Ottawa’s plan to improve the Canadian public’s negative perception of the Chinese regime as the two countries look to increase bilateral relations and implement free trade deals took a step backwards with the Chinese foreign minister’s angry berating of a Canadian reporter last week.
According to media reports, Canadian Prime Minister Justin Trudeau’s new government is in the midst of a major internal review of Canada’s relationship with China, looking to increase “human connections” with initiatives such as having 100,000 Canadian students study in China.
These “people-to-people” exchanges could reverse negative polling trends reflecting Canadian attitudes about China, according to China watchers cited by Postmedia News reported in April.
Trade Minister Chrystia Freeland pointed to the issue while speaking to the Canada-China Business Council about a free trade deal with China.
“A trade agreement in theory would be a great thing, but we need also to have a real community behind it,” she said.
A Nanos Research survey commissioned by The Globe and Mail in February showed that a majority of Canadians hold a negative view of a trade deal with China, with 47 percent opposing or somewhat opposing the idea, and 41 percent supporting or somewhat supporting it. As for the Chinese government, the perception is overwhelmingly negative, with 76 percent having a negative or somewhat negative view of the regime, compared to only 2 percent who have a positive view and 9 percent who have a somewhat positive opinion.
The scolding last week of a Canadian reporter who asked about human rights in China by Chinese foreign minister Wang Yi during his visit to Ottawa can’t have helped.
At a joint press conference by Wang and Canadian Foreign Affairs Minister Stephane Dion on June 1, Amanda Connolly of the iPolitics online news outlet asked Dion about human rights issues in China such as the disappearance of Hong Kong booksellers that publish books critical of the Chinese regime, China’s aggression in the South China Sea, and the imprisonment of the Canadian citizen Kevin Garratt on charges of espionage in China.
Connolly, who was addressing Dion, asked why Canada is pursuing closer ties with China, how Canada plans to use the relationship to improve human rights, and whether Dion had raised the case of Garratt during his talks with Wang.
After Dion answered the question, Wang jumped in with his own response. Appearing visibly angry, he said through a translator: “Your question is full of prejudice against China, and arrogance … I don’t know where that comes from. This is totally unacceptable.” He added that it is the Chinese people who are “in the best position to have a say about China’s human rights situation.”
Reaction in Canada was swift.

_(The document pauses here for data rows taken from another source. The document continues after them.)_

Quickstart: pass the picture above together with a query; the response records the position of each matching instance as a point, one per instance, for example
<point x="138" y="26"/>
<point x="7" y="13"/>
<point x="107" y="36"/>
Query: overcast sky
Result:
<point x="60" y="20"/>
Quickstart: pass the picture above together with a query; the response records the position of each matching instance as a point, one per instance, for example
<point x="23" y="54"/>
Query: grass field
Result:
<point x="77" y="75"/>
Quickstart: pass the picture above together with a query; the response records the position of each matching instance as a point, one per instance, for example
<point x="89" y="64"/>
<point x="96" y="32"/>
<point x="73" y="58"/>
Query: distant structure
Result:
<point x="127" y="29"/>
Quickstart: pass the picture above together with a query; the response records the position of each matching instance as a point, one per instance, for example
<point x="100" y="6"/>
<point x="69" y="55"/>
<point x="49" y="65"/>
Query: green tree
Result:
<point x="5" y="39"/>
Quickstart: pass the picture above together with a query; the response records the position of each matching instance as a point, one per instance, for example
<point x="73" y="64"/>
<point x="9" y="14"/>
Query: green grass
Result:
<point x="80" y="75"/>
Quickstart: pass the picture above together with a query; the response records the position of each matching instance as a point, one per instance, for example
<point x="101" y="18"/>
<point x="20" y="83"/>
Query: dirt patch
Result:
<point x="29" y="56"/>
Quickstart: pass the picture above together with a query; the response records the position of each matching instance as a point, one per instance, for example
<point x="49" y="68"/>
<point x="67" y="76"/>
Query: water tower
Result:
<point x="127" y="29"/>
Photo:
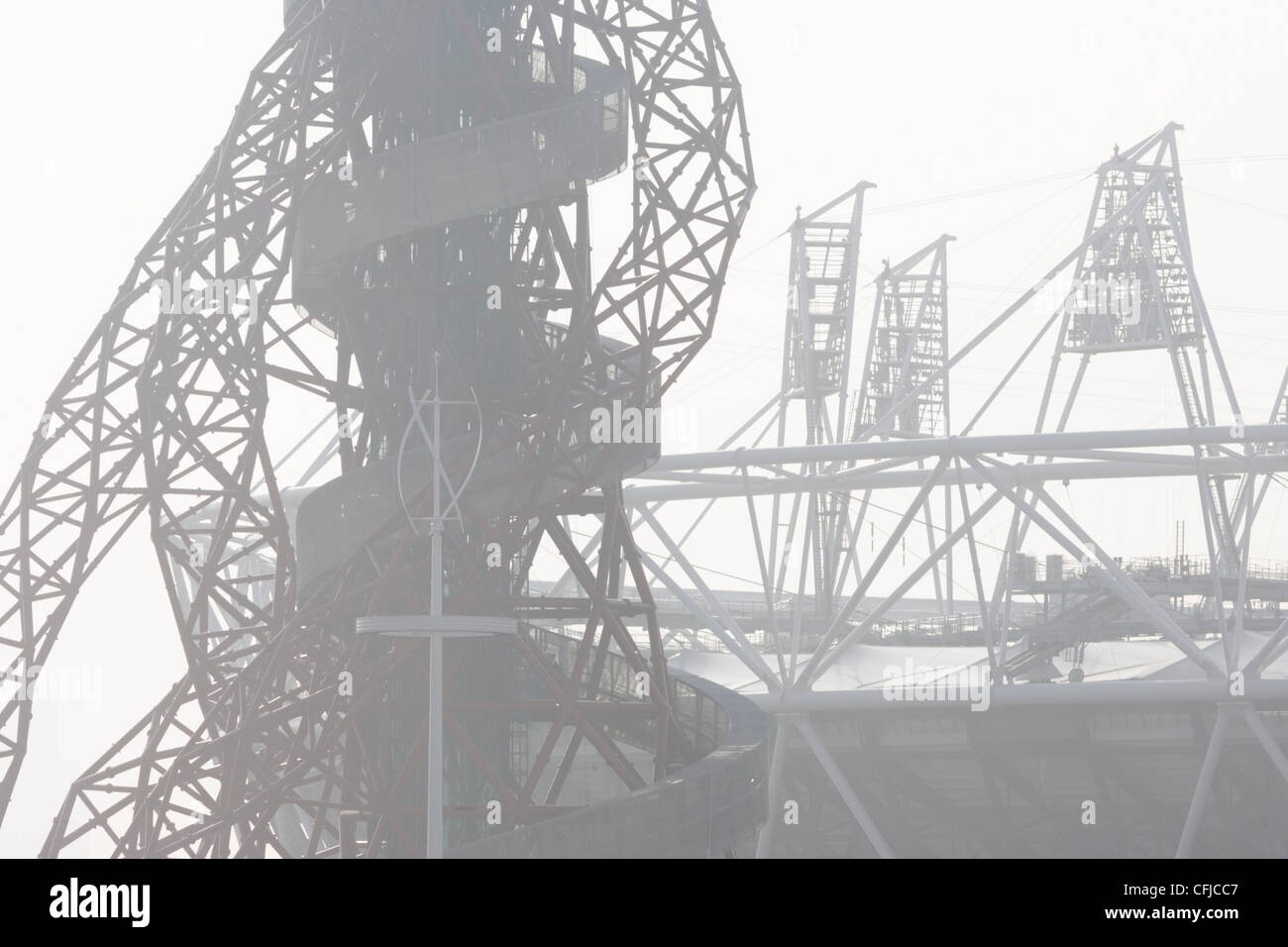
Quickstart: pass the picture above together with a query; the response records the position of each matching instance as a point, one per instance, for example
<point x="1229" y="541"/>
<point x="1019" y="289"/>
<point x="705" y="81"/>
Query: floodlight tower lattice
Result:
<point x="389" y="169"/>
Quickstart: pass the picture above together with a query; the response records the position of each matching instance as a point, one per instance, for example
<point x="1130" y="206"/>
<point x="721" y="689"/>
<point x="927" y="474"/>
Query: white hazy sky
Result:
<point x="114" y="107"/>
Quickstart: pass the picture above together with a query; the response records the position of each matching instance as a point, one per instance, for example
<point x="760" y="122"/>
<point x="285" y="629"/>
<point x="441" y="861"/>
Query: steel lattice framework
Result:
<point x="307" y="206"/>
<point x="1128" y="285"/>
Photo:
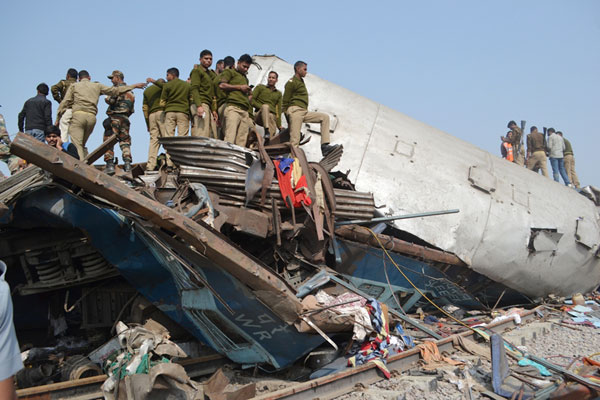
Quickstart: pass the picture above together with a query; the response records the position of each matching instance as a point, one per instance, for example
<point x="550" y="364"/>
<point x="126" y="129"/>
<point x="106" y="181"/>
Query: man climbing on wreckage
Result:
<point x="53" y="138"/>
<point x="295" y="107"/>
<point x="82" y="97"/>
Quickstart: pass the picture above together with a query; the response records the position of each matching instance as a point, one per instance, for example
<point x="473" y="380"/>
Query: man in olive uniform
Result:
<point x="235" y="83"/>
<point x="295" y="106"/>
<point x="569" y="161"/>
<point x="202" y="90"/>
<point x="58" y="93"/>
<point x="536" y="152"/>
<point x="83" y="97"/>
<point x="175" y="98"/>
<point x="120" y="107"/>
<point x="515" y="140"/>
<point x="267" y="102"/>
<point x="221" y="97"/>
<point x="152" y="111"/>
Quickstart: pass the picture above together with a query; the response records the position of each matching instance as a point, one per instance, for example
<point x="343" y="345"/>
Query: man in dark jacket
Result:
<point x="36" y="115"/>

Tony Clement, the Conservative Party’s foreign affairs critic, said he was outraged that a Chinese official would berate a Canadian journalist. Other opposition MPs asked why Dion stood by quietly as Wang scolded the journalist.
Trudeau told reporters a few days later that he and Dion expressed their dissatisfaction to both Wang and the Chinese ambassador to Canada. Trudeau also said he will continue to bring up the issue of human rights when meeting with Chinese officials. Dion explained that he did not intervene because he considers “Madame Connolly as a professional with a thick skin, and she doesn’t not need me to go to her rescue.”
Former Liberal Justice Minister Irwin Cotler told the Epoch Times that contrary to what Wang said, characterizing the journalist’s question as being arrogant and irresponsible, it was the foreign minister himself that was in fact arrogant and irresponsible.
“I think in this instance, the foreign minister, rather than rebuking a Canadian journalist asking a very legitimate question, should have at the very least responded to the question, but in effect he betrayed his arrogance by characterizing what she did as arrogant,” Cotler said.